Osobiście uważam, że najlepszym elementem tego filmu jest muzyka. Urzekająca mimo, iż nie rozumiałam słów... Co do oniryczności (nieco piętnowanej przez recenzenta portalu)- według mnie była ona wielkim plusem.Brakuje pewnej kondensacji akcji.
dokładnie - oniryczność była ogromnym plusem tego filmu, a nawet więcej - pozwoliła na wprowadzenie różnych znaczeń, wychodzących nieco poza cały kontekst przedstawionej historii. ogromnym walorem "Półksiężyca" są też moim zdaniem zdjęcia.

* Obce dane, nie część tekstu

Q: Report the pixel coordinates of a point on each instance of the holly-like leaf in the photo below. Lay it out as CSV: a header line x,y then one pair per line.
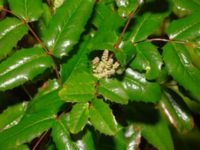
x,y
113,90
126,53
176,111
78,117
66,26
158,135
179,64
184,7
80,83
87,141
39,116
61,135
186,29
12,115
139,89
107,33
125,7
128,138
23,66
148,59
102,118
145,25
11,31
79,88
29,10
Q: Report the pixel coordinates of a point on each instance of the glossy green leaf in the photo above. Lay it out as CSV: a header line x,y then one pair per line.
x,y
107,34
66,27
40,114
184,7
148,59
128,138
102,118
78,88
23,66
87,141
125,7
78,117
80,83
179,64
76,62
11,31
125,53
12,115
145,25
176,111
48,87
139,89
29,10
186,29
158,135
113,90
61,135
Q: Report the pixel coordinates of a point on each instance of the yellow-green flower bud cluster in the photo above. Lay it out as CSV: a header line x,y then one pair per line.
x,y
104,67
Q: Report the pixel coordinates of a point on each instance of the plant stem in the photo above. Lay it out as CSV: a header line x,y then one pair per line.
x,y
126,26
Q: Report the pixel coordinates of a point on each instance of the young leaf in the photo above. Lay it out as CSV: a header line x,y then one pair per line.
x,y
12,115
186,29
67,25
39,117
29,10
78,117
139,89
79,88
179,65
23,66
8,28
148,59
176,111
61,135
113,90
80,83
158,135
102,118
145,25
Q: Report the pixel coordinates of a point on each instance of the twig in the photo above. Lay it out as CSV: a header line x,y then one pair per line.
x,y
40,42
126,25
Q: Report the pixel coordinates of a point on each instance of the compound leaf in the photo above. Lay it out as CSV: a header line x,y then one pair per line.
x,y
8,28
139,89
113,90
102,118
179,64
66,26
24,65
29,10
61,135
78,117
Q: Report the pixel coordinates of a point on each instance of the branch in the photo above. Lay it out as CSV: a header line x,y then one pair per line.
x,y
126,25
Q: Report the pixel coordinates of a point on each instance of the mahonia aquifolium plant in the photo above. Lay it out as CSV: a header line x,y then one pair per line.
x,y
104,67
141,92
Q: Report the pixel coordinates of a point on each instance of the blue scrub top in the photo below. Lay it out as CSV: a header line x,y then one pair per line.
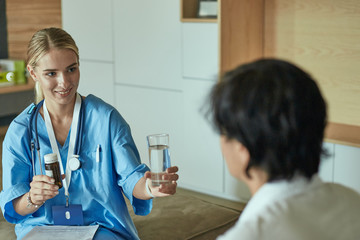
x,y
97,186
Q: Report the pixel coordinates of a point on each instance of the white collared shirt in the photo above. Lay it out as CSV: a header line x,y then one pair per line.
x,y
299,209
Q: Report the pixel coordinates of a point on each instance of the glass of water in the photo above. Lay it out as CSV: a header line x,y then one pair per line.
x,y
159,157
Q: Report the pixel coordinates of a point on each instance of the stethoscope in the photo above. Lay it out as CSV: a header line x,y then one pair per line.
x,y
74,163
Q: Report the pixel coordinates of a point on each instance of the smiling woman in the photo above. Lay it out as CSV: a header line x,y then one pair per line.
x,y
94,193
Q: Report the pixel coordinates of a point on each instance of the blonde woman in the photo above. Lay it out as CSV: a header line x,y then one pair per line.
x,y
97,155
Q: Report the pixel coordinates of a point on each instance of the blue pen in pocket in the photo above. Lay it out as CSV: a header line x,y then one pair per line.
x,y
98,149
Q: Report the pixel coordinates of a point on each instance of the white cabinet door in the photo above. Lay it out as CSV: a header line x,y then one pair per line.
x,y
97,78
202,165
200,50
148,43
347,166
326,168
234,189
89,22
150,111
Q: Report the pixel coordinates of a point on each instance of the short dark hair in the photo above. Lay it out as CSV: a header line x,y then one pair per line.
x,y
277,112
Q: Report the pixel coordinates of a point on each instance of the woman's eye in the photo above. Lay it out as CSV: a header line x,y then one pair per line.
x,y
51,74
72,69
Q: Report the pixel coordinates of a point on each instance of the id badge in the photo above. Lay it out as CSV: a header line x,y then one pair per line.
x,y
71,215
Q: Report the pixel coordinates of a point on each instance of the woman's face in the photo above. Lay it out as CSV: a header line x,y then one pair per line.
x,y
58,74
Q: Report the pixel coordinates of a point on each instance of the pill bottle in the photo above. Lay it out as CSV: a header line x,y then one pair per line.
x,y
52,168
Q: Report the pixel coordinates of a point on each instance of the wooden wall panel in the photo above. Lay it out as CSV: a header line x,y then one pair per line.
x,y
323,37
25,17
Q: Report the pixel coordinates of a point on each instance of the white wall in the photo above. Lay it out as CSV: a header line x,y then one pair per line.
x,y
157,72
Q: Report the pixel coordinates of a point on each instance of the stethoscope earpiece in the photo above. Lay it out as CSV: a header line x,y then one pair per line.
x,y
74,163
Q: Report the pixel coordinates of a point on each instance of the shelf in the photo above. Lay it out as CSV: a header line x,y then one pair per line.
x,y
18,88
189,9
200,20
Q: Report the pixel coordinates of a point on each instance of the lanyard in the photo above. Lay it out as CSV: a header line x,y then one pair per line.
x,y
54,146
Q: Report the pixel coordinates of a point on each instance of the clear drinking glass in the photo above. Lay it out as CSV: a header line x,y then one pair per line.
x,y
159,157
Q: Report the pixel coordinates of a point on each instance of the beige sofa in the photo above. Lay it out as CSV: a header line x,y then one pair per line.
x,y
186,215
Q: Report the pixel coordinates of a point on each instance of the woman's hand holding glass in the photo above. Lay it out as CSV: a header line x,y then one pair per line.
x,y
165,189
42,188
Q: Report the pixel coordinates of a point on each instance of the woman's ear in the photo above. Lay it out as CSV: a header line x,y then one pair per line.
x,y
31,70
244,154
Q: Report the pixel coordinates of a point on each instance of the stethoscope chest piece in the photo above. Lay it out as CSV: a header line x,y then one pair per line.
x,y
74,163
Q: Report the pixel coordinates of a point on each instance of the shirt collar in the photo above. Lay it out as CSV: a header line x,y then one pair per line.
x,y
278,190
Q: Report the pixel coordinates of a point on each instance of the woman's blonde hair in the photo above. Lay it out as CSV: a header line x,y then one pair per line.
x,y
41,43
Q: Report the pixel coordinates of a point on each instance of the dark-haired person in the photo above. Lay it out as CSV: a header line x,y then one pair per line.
x,y
271,117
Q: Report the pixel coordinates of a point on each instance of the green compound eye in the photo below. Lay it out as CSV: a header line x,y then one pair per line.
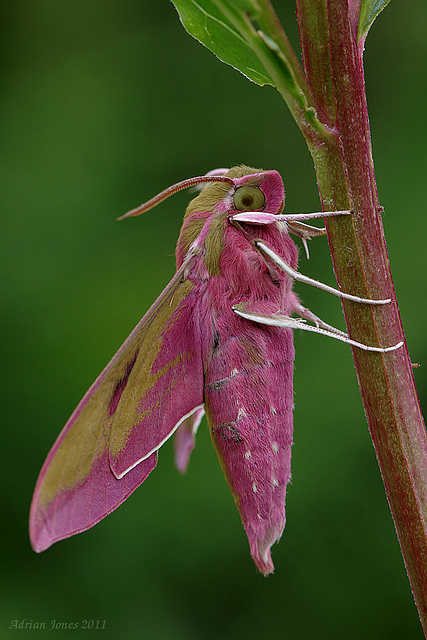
x,y
249,199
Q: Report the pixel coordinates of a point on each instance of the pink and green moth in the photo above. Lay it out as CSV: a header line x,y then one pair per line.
x,y
217,341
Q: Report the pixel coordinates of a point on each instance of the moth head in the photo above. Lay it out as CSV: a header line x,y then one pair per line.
x,y
243,189
249,198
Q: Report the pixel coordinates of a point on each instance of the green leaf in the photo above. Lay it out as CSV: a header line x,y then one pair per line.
x,y
220,25
368,12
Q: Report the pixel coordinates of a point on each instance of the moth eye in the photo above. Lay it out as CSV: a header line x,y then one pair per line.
x,y
249,199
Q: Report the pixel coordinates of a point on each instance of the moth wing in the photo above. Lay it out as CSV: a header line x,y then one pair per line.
x,y
79,484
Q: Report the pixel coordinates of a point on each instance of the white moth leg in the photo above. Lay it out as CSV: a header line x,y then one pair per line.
x,y
295,217
315,283
277,320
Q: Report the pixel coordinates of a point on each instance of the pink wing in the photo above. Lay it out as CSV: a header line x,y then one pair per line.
x,y
109,445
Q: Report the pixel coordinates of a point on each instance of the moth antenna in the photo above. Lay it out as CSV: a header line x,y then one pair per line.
x,y
213,172
307,253
184,184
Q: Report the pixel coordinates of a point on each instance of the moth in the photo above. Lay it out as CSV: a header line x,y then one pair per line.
x,y
217,341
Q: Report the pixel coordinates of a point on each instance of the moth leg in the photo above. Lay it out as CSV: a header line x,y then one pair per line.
x,y
266,251
277,320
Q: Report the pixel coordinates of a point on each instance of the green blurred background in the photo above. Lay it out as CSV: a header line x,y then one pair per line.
x,y
104,104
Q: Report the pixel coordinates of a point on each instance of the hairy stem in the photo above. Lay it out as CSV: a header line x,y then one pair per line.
x,y
334,70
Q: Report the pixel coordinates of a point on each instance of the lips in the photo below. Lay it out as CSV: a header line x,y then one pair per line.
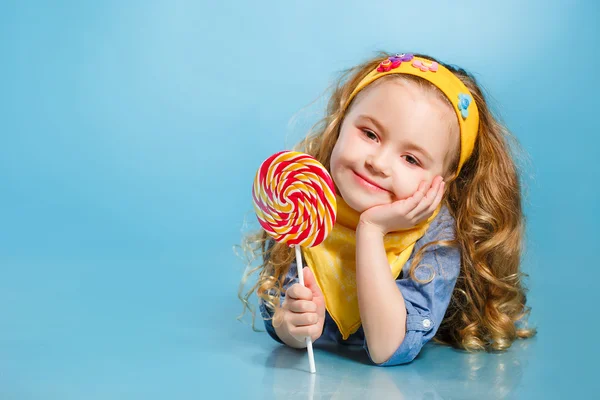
x,y
368,182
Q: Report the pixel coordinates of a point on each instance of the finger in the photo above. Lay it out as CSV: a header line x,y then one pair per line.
x,y
427,200
303,319
411,202
302,306
301,332
299,292
438,197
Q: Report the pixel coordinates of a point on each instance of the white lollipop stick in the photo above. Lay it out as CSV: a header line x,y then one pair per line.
x,y
311,357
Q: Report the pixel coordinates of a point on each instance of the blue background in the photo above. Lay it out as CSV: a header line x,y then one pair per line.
x,y
130,134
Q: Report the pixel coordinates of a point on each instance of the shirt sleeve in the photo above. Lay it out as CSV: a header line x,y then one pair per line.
x,y
267,314
426,303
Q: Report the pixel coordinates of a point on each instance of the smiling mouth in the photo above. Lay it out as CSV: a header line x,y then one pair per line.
x,y
368,183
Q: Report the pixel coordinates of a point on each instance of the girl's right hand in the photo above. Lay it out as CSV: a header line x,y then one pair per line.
x,y
302,313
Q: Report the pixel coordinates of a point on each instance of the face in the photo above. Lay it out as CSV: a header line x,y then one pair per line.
x,y
394,136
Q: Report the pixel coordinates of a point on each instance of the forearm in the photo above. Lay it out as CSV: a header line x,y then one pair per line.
x,y
381,304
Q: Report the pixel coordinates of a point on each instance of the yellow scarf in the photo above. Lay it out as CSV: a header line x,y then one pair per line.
x,y
333,263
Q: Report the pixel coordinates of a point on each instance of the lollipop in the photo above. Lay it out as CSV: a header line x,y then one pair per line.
x,y
294,200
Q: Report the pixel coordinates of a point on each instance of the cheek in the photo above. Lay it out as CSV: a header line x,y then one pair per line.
x,y
406,181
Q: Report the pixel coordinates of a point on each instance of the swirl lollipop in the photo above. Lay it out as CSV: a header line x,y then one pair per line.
x,y
294,200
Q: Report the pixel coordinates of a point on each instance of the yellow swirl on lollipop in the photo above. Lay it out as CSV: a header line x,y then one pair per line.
x,y
294,199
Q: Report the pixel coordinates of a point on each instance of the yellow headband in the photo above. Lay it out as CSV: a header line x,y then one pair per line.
x,y
446,81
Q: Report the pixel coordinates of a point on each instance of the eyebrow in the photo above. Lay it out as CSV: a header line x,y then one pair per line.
x,y
410,145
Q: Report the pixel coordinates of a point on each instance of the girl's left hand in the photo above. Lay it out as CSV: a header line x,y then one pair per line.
x,y
406,213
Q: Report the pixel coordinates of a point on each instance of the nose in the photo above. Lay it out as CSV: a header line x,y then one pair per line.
x,y
378,162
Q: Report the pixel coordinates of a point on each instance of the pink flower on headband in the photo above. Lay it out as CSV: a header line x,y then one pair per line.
x,y
464,100
394,62
424,67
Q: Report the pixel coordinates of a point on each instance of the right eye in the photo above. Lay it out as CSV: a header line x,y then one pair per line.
x,y
370,134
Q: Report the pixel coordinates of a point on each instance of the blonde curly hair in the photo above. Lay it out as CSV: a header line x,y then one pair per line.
x,y
488,304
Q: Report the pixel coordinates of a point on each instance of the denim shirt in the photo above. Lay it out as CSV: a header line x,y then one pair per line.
x,y
426,303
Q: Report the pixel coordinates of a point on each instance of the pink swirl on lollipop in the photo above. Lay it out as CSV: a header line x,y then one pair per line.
x,y
294,199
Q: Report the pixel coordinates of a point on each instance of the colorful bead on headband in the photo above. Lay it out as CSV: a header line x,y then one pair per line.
x,y
452,87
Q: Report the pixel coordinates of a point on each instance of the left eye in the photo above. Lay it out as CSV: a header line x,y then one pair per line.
x,y
369,134
412,158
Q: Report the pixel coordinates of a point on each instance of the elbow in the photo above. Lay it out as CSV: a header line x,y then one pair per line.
x,y
380,355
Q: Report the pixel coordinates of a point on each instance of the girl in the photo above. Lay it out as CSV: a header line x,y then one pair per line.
x,y
426,189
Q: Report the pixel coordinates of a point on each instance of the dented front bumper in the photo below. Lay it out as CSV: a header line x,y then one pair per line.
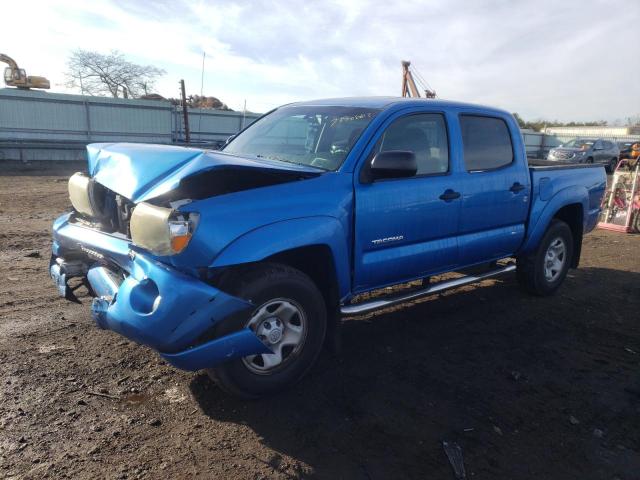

Moim zdaniem - najbardziej interesujące w tym filmie jest spojrzenie na inną kulturę i problemy ludzi żyjących w tym świecie. Niby głupie wydarzenie - koncert - wyrasta tu do rangi ogromnego problemu, przeszkody piętrzą się jedna po drugiej i trzeba ogromnej determinacji, by je przeskoczyć.
Sądzę, spoglądając na tę "inną kulturę" warto zauważyć, iż film opowiada o rozpaczliwej walce o jej zachowanie. W żadnym z krajów okupujących Kurdystan jego rdzenni mieszkańcy nie mają swobody w pielęgnowaniu swoich tradycji. Erdogan tłamsi Kurdów w Turcji, a ostatnio bombarduje ich wioski w Syrii. Za Saddama też próbowano ich pozbawić tego co stworzyli w sferze kultury, a nawet wyeliminować przy pomocu gazu bojowego. Po upadku Husseina mordowani byli przez tzw. państwo islamskie (ISIS). Irańczycy dawali im się we znaki zarówno za szacha, jak i obecnie, pod rządami mułłów. Jeśli ich nie zwalczają zbrojnie, to zabraniają np. śpiewać kobietom, co jest w tradycji kurdyjskiej normalne.
Z tej przyczyny koncert w jakim chcą wziąć udział nie jest "głupim wydarzeniem". To jest heroiczna walka o ocalenie swojego dorobku kulturowego.